Por que você não tenta andar de bicicleta, hem, pedalar é muito bom... Para emagrecer, era isto que Leticia estava tentando dizer, as duas pela calçada aquela noite fresca e estrelada, movimento de gente nesta e naquela calçada, nos portões, as janelas de algumas casas ainda arreganhadas, as salas escuras, iluminadas pela luz da televisão ligada. Vinham da festa à casa da Michelle, uma magricela com cara de criança que estava fazendo dezoito anos, dava para acreditar, era Ducha agora se perguntando, aninhada ao gato em seu colo, sentindo lhe as patinhas a amassar o regaço do vestidinho cor de rosa. James não estava lá como acreditou. Que pura perda de tempo.
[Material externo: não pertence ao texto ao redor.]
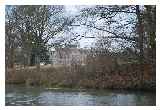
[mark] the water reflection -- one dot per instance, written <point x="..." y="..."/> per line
<point x="40" y="96"/>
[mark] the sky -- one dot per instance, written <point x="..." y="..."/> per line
<point x="73" y="10"/>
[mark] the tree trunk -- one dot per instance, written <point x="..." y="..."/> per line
<point x="141" y="37"/>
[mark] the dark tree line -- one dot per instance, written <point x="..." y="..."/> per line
<point x="30" y="28"/>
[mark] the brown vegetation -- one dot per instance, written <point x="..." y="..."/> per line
<point x="90" y="76"/>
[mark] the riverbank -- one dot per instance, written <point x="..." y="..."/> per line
<point x="20" y="95"/>
<point x="123" y="77"/>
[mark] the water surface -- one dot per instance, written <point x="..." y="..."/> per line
<point x="21" y="95"/>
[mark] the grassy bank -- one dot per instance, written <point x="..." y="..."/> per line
<point x="122" y="77"/>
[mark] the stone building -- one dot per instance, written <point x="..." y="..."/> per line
<point x="67" y="56"/>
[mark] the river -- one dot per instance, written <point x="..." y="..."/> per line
<point x="39" y="96"/>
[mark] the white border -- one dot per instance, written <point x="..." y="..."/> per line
<point x="74" y="2"/>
Esperou com tanta ansiedade que Leticia viesse chama-la ao portão, roendo as unhas caladas, nem prestando atenção no sorriso da mãe que adivinhava a sua ansiedade, “Não estou mostrando ansiedade alguma”, mas estava claro, e sabia disto, tudo por que acreditava que o James estava lá, e como não?, se a festa era a Festa, mas chegando lá acabou de crer que a Festa na verdade era uma festa. Bolo colorido de dois andar, com bandejinhas de cajuzinhos e beijinhos norteando, muitos pasteizinhos quentinhos, batata frita, pipoca, bolinhas coloridas na parede, até mesmo aquele chapeuzinho de cone, Credo!, era aniversário de criança?, e ainda tinha a mãe da magricela, tão mais magricela, com saboneteiras nos ombros, os dentes arreganhados rindo, “Minha garotinha tá virando mocinha”, que bocó, e os garotos, o mais velho devia ter doze anos, tinha ambos os joelhos ralados e exibia com orgulho para um outro dentuço como premio por estar andando de patins. Quanta perda de tempo, se soubesse, se adivinhasse, sebo, jamais poderia ter adivinhado, o que James iria fazer ali?, e ela, sim se acabou nos cajuzinhos e beijinhos antes mesmo que o bolo fosse cortado, mas pediu refrigerante diet ou light, tinha, foi inquirindo com o biquinho de passarinho, pegando com a mãozinha de dedinhos curtos, toda delicada, jardineira cor de rosa não, é macacão!, mas a mulher com saboneteiras veio com esta dizendo, Mas você é ainda a mesma menininha rechonchudinha, e teve uma ânsia de gritar, mas seus labiozinhos curtos estavam quase que colados de glacê.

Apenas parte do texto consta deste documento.